What Is Capital Structure?
When you are asking about what the capital structure is and what it relates to what you will find is that it is regarding the debt and equity within a business environment. It is the amount of debt and equity that mixes together to give the amount of return on investment and shareholder’s pocketbooks while at the same time keeping the cost at minimum level.
When looking at the financial management of a company you will find that to be effective a company should have effective leverage. In this article regarding financial management you will find some specific information regarding optimal capital structure and what the effects of debt are on the capital structure you have attained.
Types Of Leverage:
When working on capital structure you will find that there are many different types of leverage.

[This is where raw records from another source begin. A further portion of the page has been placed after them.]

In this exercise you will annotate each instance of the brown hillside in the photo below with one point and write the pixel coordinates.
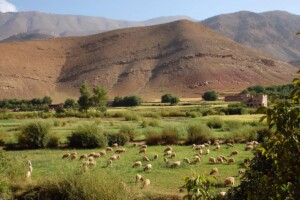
(182, 57)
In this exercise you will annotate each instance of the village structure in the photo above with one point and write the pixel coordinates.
(258, 100)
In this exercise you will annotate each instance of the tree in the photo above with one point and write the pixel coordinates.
(84, 100)
(210, 96)
(274, 171)
(69, 103)
(166, 98)
(100, 99)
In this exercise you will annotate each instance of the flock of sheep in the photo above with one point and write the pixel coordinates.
(168, 155)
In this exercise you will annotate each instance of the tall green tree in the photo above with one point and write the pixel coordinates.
(100, 98)
(84, 100)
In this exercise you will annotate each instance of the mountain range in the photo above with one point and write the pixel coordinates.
(183, 57)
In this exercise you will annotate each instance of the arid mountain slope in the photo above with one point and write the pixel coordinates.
(66, 25)
(270, 32)
(182, 57)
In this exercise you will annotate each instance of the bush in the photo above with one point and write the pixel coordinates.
(215, 122)
(87, 136)
(34, 134)
(53, 141)
(119, 138)
(169, 136)
(210, 96)
(153, 138)
(198, 134)
(129, 130)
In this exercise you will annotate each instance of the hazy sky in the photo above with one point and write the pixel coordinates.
(146, 9)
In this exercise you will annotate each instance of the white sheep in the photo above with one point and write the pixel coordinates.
(173, 155)
(138, 178)
(207, 151)
(168, 149)
(229, 181)
(148, 167)
(186, 160)
(143, 150)
(66, 155)
(212, 160)
(137, 164)
(214, 171)
(233, 153)
(167, 153)
(84, 156)
(175, 164)
(146, 183)
(145, 158)
(230, 161)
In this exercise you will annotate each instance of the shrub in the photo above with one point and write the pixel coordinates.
(87, 136)
(119, 138)
(34, 134)
(215, 122)
(53, 141)
(210, 96)
(128, 130)
(153, 138)
(169, 136)
(198, 133)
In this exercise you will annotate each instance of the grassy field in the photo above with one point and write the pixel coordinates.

The first type that needs to mention is financial leverage. This is the ratio of the EBIT/EBT earning before the interest and the taxes compared to the earnings. The financial leverage is created when the company/business is relying solely on the funds they have borrowed for the financial operations of the company.
Operating Leverage: Any change in the amount of operating income can have impact on different financial aspects of a company. A large percentage change when talking about the firm’s net income can cause changes in the earnings per share while a small change can result in major changes in the reduction of net income. It is best to have a long term financing plan in place that will also involve the perfect solution of debt and equity.
The operating structure of the business can often be changed accordingly if needed. This will include the fixed operating costs. Examples of these costs are any administrative overhead, contractual salaries of your employees, mortgage/lease payments or any other expense that you may be paying every month that does not change from month to month. As a business owner, you will see that you operating leverage come into play when there is a change in the net sales that results in a change in the operating income earnings.
The combined leverage is defined as the combination of the effects of a business risk combined with the financial risk of the business. When speaking of leverage relationships there is a direct correlation between the degrees of operating leverage, financial leverage and combined leverage. There are many different calculations that can be created within these different operating margins.